Fiona Winser-Ramm, 37, said “time has stood still” since she and husband Daniel, 39, were forced to say goodbye to little Aliona, in the delivery suite. Primary school teacher Fiona, who has polycystic ovarian syndrome, knew conceiving a baby would be “difficult” and was “amazed” when it happened naturally.
She was booked for an induced labour appointment at Leeds General Infirmary 41 weeks into their first pregnancy. But just hours before the planned procedure, Fiona's contractions began naturally on December 30, 2019.
And when baby Aliona was delivered by forceps, 11 days overdue, she was in poor health and pronounced dead on January 1 2020, aged just 27 minutes. Fiona said it was “gut-wrenching” to be told their infant had passed away and hoped an upcoming inquest would provide more answers about her tragic passing.

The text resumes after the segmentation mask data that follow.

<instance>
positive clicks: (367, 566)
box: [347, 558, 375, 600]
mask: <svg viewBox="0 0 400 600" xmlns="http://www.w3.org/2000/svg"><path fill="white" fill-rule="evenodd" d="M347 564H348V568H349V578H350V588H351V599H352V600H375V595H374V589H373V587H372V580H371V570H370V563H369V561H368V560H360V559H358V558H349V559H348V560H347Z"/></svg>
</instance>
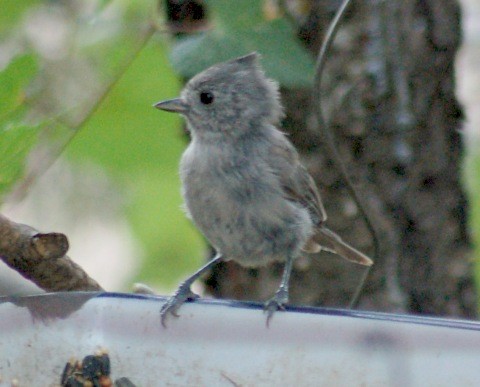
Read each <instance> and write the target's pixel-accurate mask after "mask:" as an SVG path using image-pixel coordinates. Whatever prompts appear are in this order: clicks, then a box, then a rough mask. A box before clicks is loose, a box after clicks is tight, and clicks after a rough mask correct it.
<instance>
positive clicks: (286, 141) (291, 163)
mask: <svg viewBox="0 0 480 387" xmlns="http://www.w3.org/2000/svg"><path fill="white" fill-rule="evenodd" d="M272 144H273V145H272V148H271V153H270V155H269V156H270V160H273V162H272V165H270V167H271V168H272V170H273V172H274V173H275V174H276V175H277V176H278V178H279V180H280V184H281V186H282V189H283V191H284V193H285V197H286V198H287V199H288V200H291V201H294V202H297V203H300V204H301V205H302V206H303V207H305V208H306V209H307V210H308V211H309V213H310V215H311V217H312V221H313V223H314V224H315V225H320V224H322V223H324V222H325V221H326V220H327V213H326V212H325V208H324V207H323V203H322V199H321V198H320V194H319V192H318V189H317V186H316V185H315V182H314V181H313V178H312V177H311V176H310V174H309V173H308V172H307V170H306V169H305V167H304V166H303V165H302V164H301V163H300V160H299V157H298V153H297V151H296V150H295V148H294V147H293V145H292V144H291V143H290V142H289V141H288V140H287V139H286V138H285V136H284V135H283V133H281V132H278V134H277V135H276V136H275V137H274V141H273V142H272ZM272 156H273V157H272Z"/></svg>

She said: “When Aliona was born, Daniel and I eagerly waited to hear her cry, but it never came. We were told she had died and I still remember the gut-wrenching feeling of that moment.
“Since then, it feels like time has stood still for us. Aliona was the piece to complete our family and we’ll never get over losing her.

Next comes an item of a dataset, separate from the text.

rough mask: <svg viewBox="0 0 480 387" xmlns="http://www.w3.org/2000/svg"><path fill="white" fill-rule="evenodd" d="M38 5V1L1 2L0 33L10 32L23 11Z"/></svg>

“We know nothing will ever bring her back and the inquest is going to be difficult, but we have to do this to get the answers we need to honour our baby girl’s memory.”

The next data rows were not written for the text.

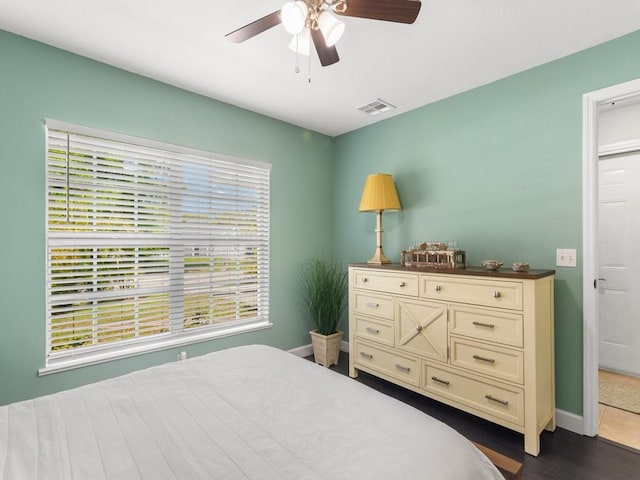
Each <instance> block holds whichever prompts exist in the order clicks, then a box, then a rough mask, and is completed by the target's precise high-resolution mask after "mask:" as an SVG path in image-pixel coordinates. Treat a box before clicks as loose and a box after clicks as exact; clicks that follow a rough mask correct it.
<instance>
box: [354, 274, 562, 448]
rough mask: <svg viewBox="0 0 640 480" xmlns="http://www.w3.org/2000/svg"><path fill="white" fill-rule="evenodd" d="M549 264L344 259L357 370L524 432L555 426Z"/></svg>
mask: <svg viewBox="0 0 640 480" xmlns="http://www.w3.org/2000/svg"><path fill="white" fill-rule="evenodd" d="M553 280H554V272H553V270H532V271H529V272H527V273H521V272H513V271H511V270H504V271H498V272H488V271H485V270H484V269H480V268H470V267H469V268H467V269H465V270H456V271H452V270H447V271H446V273H445V272H444V271H441V270H440V271H439V270H434V269H427V268H411V267H408V268H407V267H402V266H399V265H383V266H369V265H366V264H363V265H360V264H357V265H350V266H349V349H350V355H349V374H350V375H351V377H356V376H357V375H358V370H362V371H365V372H368V373H370V374H373V375H376V376H378V377H381V378H384V379H386V380H389V381H391V382H393V383H396V384H398V385H402V386H403V387H406V388H409V389H411V390H413V391H416V392H419V393H421V394H422V395H425V396H427V397H431V398H433V399H436V400H438V401H441V402H443V403H446V404H448V405H451V406H454V407H456V408H459V409H461V410H464V411H466V412H469V413H472V414H474V415H477V416H479V417H482V418H485V419H487V420H489V421H491V422H495V423H498V424H500V425H503V426H505V427H507V428H510V429H512V430H515V431H517V432H520V433H523V434H524V449H525V451H526V452H527V453H529V454H531V455H538V453H539V452H540V433H541V431H542V430H543V429H547V430H552V431H553V430H555V381H554V341H553Z"/></svg>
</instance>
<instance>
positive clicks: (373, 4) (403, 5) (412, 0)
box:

Fiona, who married Daniel, a sports development officer, in 2018, said they had wanted “more than anything” to become parents.
So she was thrilled to find out that she was pregnant despite having polycystic ovarian syndrome, which affects the way her reproductive system works.
Fiona said: “When I was 17, I was diagnosed with polycystic ovarian syndrome so I always knew that conceiving would be more difficult for me. But becoming parents was something both Daniel and I wanted more than anything, so we sought help as soon as we got married.
“To our absolute amazement, I fell pregnant naturally. After spending years caring for other people’s children, I was delighted that I would be able to care for one of my own.”
Both Fiona and Daniel, who have been together since 2010, have struggled to return to work in the aftermath of Aliona’s death.
They have now instructed medical negligence experts at Irwin Mitchell to help establish answers about her passing and support them through the inquest process. Katie Warner, the lawyer representing Fiona and Daniel, said the couple had “a number of questions and concerns” about the care they received.
She said: “Both Fiona and Daniel have spent almost three years struggling to come to terms with something that no parent should have to deal with; the loss of their baby girl so suddenly and under such tragic circumstances. Understandably, they also still have a number of questions and concerns over the care provided prior to them losing Aliona.
“The lack of answers to date has hampered their ability to grieve for Aliona and increased their worry that, without full consideration of what happened that day, this could all too easily happen to another family. While nothing can ever make up for their devastating loss, we’re determined to support Fiona and Daniel throughout the inquest to help provide them with all of the answers they deserve.
“If, during the course of the hearing, any issues are identified, it’s vital that lessons are learned to improve patient safety.”
An inquest into Aliona’s death is due to take place at Wakefield Coroner’s Court from December 12 to 14.
Leeds Teaching Hospitals NHS Trust has been approached for comment.